He also claims Mr. Bonta “completely inflates the significance of” the 2005 court case C.N. v. Wolfe.
“There, a student’s novel privacy claim survived a motion to dismiss in federal district court—but the judge’s ruling was merely that the case could continue in court, not a decision on the merits of the case, and has no precedential value whatsoever,” he said, adding, “importantly, that case did not address or discuss parental rights at all.”
The Chino Valley Unified’s teachers’ union filed an employment complaint Aug. 8 to the California Public Employment Relations Board against the district after it approved two controversial policies—including the one requiring teachers to notify parents when their child identifies as transgender.

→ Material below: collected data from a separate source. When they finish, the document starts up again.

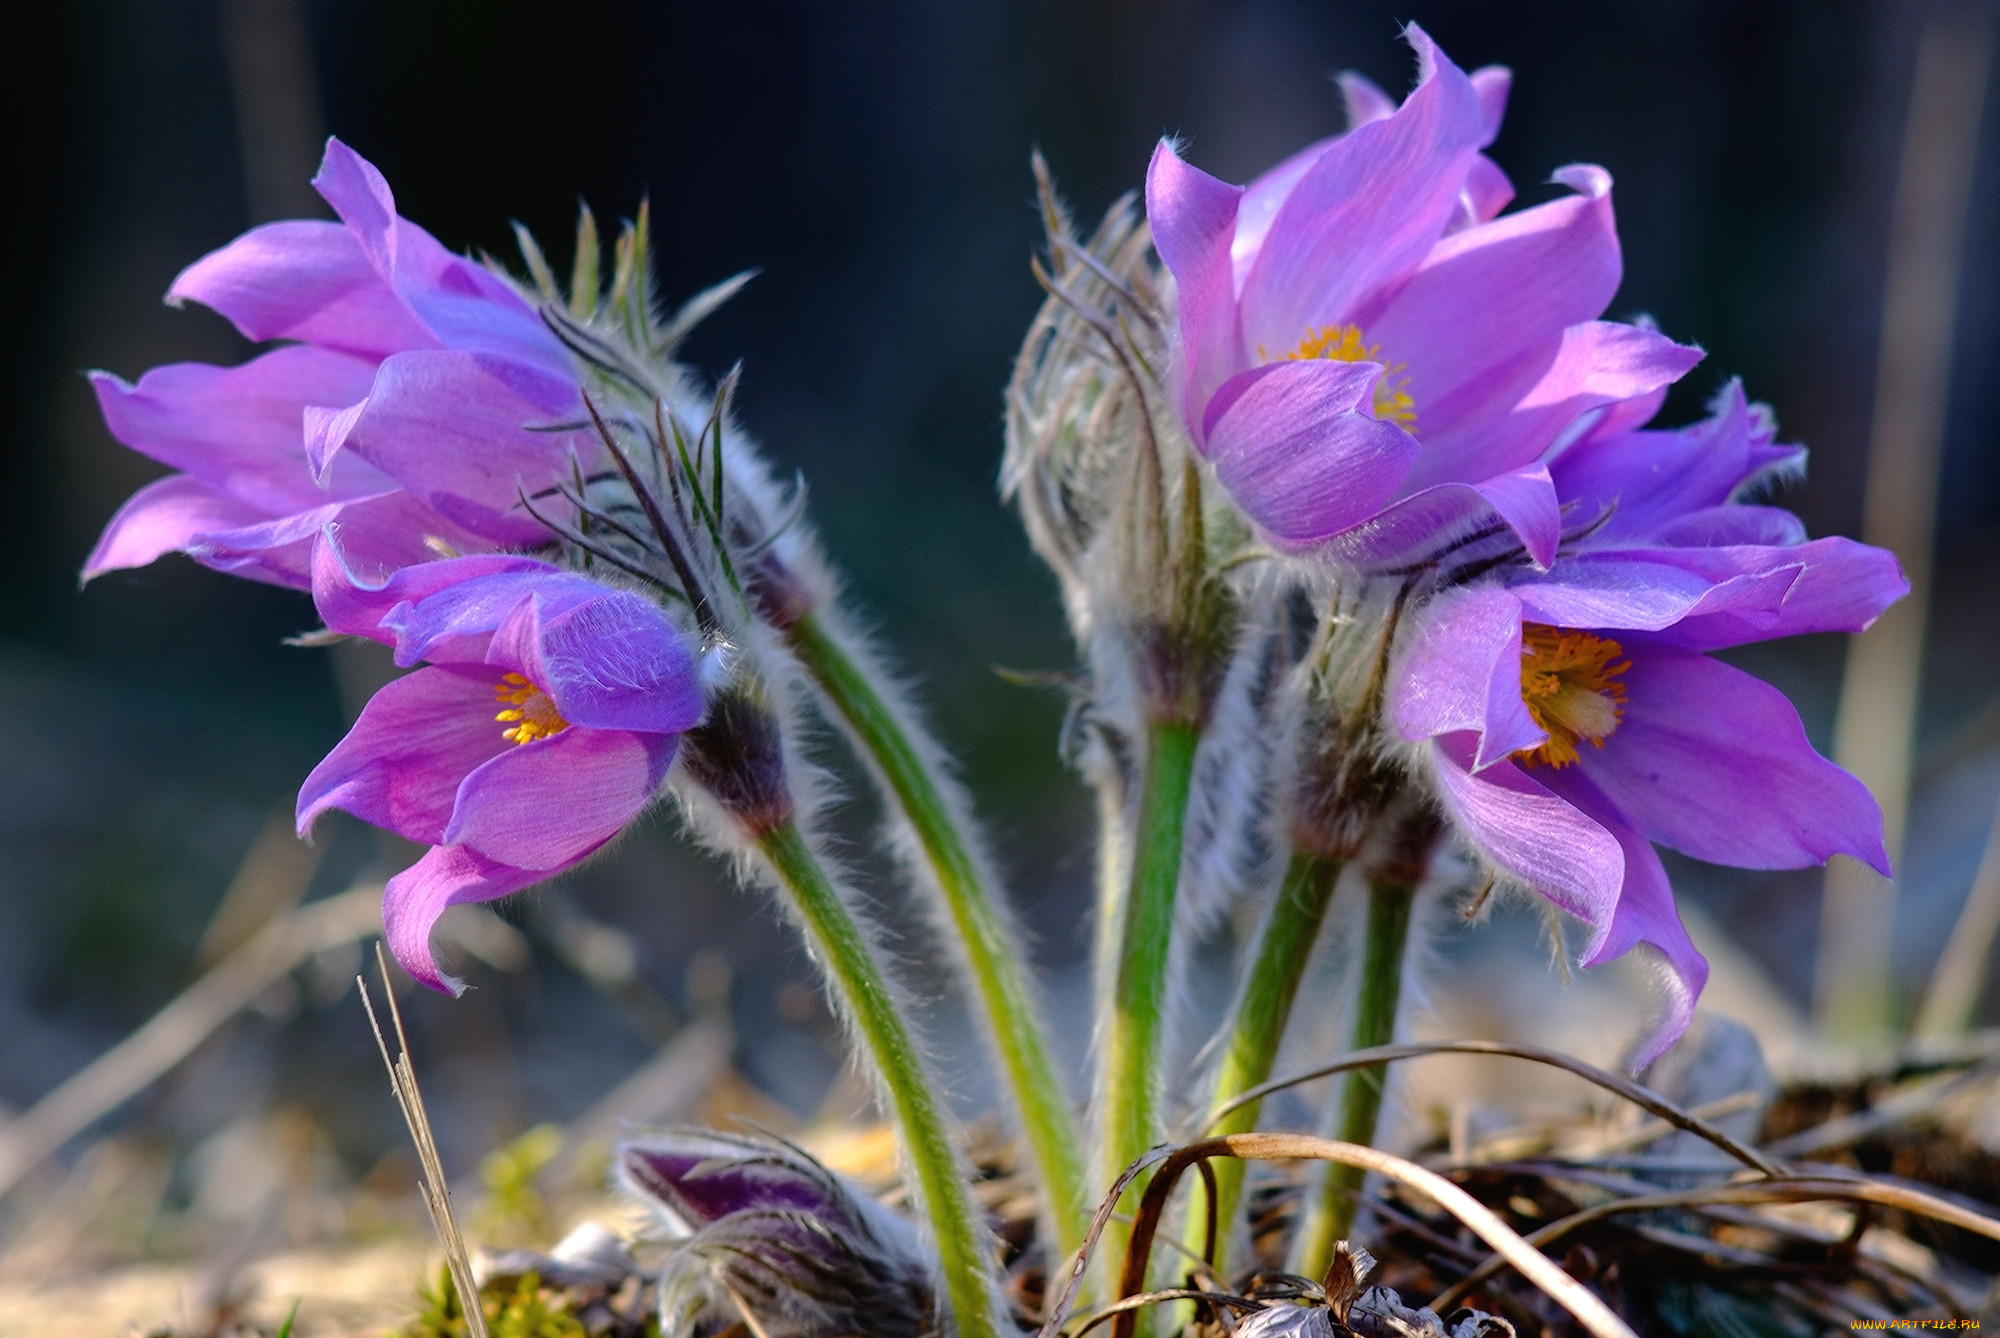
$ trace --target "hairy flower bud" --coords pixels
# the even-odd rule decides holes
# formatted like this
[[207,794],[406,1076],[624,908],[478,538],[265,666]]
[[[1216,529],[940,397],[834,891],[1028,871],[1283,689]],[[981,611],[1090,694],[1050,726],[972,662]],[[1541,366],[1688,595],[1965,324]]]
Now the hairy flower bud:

In the complaint, the Associated Chino Teachers allege that the district violated its contract with the union by failing to negotiate with it before enacting both policies.
The union wasn’t immediately available for comment.
Since the Chino Valley Unified board approved its policy, specifically requiring schools to notify parents in writing within three days if their child identifies as transgender, is involved in violence, or shares thoughts of suicide, three more school boards—Temecula Valley Unified, Murietta Valley Unified, and Anderson Union High School District—have enacted similar policies.
Another Southern California district, Orange Unified, will vote on a similar policy Sept. 7.
The California State Bar was not immediately available for comment.